Like Retraction Watch? You can make a tax-deductible contribution to support our work, follow us on Twitter, like us on Facebook, add us to your RSS reader, or subscribe to our daily digest. If you find a retraction that’s not in our database, you can let us know here. For comments or feedback, email us at [email protected].
Great article. The above also illustrates the challenge of using AI for drug discovery. AI will identify statistical correlations, even if there is no logical causal relationship.
Tyler Vigen has done a superb job illustrating these artifactual correlations. https://www.tylervigen.com/spurious-correlations As an example, he shows that the divorce rate in Maine is tightly correlated with per capita consumption of margarine (r=0.9926). I wonder what he could do with bit coin?
I strongly suspect “using AI for drug discovery” will end in the same way as attempts to use a computer to determine potential new liquid rocket fuels did: lots of money expended to obtain useless data. (See John D. Clark, “Ignition”, pp. 171-172.)
Simply data mining for correlations in existing data will certainly generate models, mostly spurious, but not necessarily.
But reporting those correlations as “science” is ludicrous because they are hypotheses that have not been tested. That appears to be what Liu and Tsyvinski did.
What they needed to do was then wait a couple years and see if their hypothetical predictive models actually matched with real data that was not included in their training set. And it turns out they did not.

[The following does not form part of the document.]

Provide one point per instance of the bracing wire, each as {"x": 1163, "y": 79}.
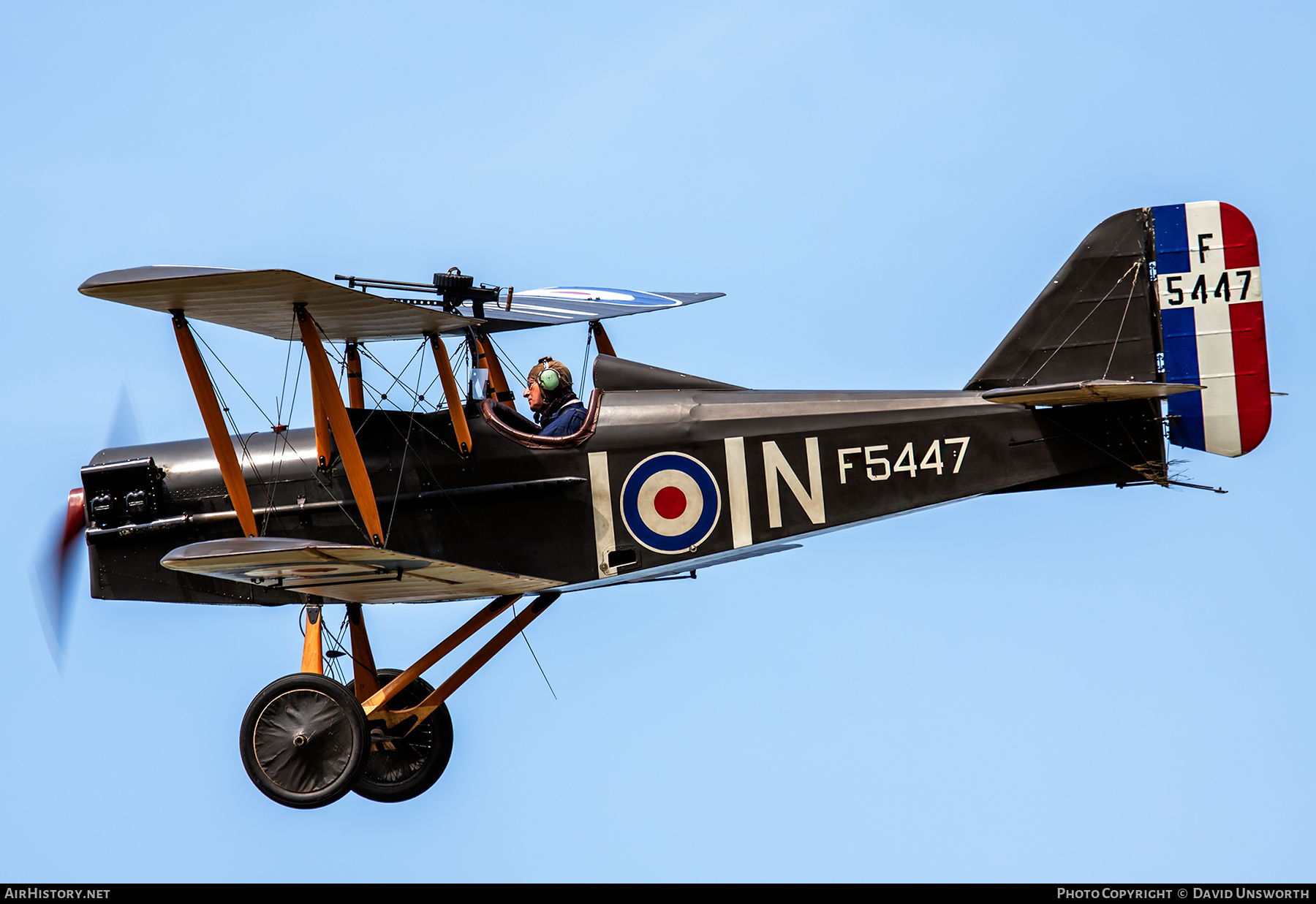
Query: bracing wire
{"x": 534, "y": 657}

Publishing the paper as it was was just publishing possible hypotheses describing previous events. Maybe useful, but certainly mislabeled.

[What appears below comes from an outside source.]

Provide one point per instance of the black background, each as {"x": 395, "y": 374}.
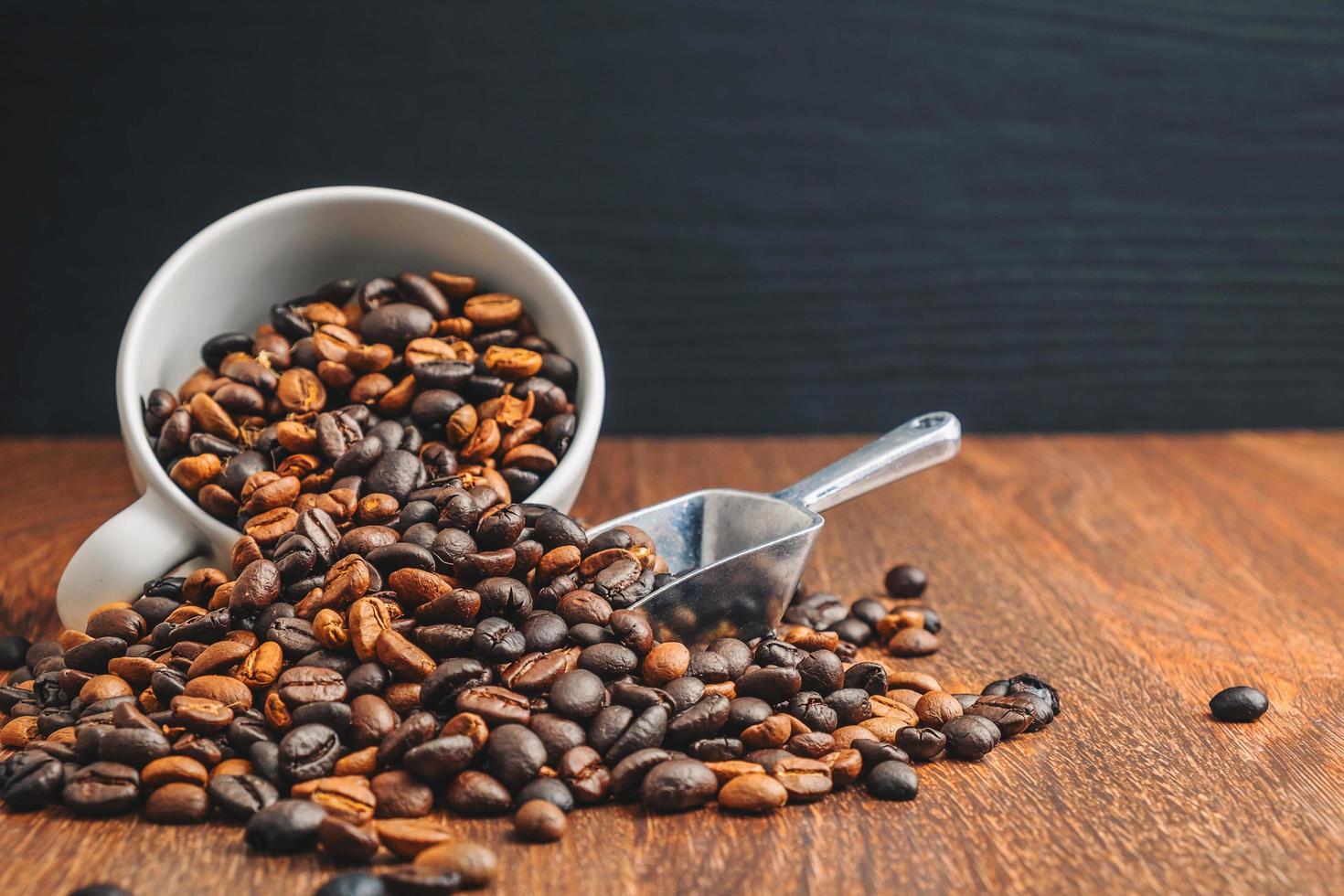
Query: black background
{"x": 783, "y": 215}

I don’t see anything wrong with generating hypothetical models this way, but that is only the first step of a process, not a final result. And even if you do find a robust result using new data, without some analysis of the underlying causal factors the whole thing is pretty weak tea.
Good article.
I guess it’s worth pointing out that this problem –
“… The fact that they reported bitcoin search results looking back four weeks and forward seven weeks should alert us to the possibility that they tried other backward-and-forward combinations that did not work as well… ”
– was explained very well in a XKCD comic. https://xkcd.com/882/
Grotesque! As grotesque as the claim that tides are induced by the Moon or that mold could cure infectious deseases!
“because bitcoins have no intrinsic value ”
Oh dear, another one. Bitcoin has no intrinsic value – as opposed to the US dollar? Tell us what is the intrinsic value of a piece of paper with numbers and letters on it, much less a record in a digital ledger? Or maybe gold – there’s something inside there that has value? The Chinese didn’t want gold – they dealt in silver for centuries. Did they not know ‘intrinsic’ when they saw it? Someone needs to do some serious thinking about the nature of money before he has anything else to say about the value of Bitcoin. The dollar has no intrinsic value – that’s why the government needs guns to enforce it’s ‘value.’ Bitcoin doesn’t need guns – that’s the whole point.
I explain in an earlier chapter that “intrinsic value” in finance means the amount you would pay to get the income from the asset forever. Bitcoin, paper money, gold, and silver generate no income and therefore have no intrinsic value. They may be used as a medium of exchange but, as an investment, fools buy hoping to sell to greater fools.
“They reported finding that bitcoin returns were positively correlated with stock returns in the consumer goods and health care industries and negatively correlated with stock returns in the fabricated products and metal mining industries.”
This seems to be an artifact of history; Bitcoin was at its highest during the earlier stages of Covid-19 — a good time for healthcare corporations and toilet paper brokers, and not as lucrative time for industrial products. An excellent way to predict the analysis timeframe? Yes. Historical fallacy? Clearly.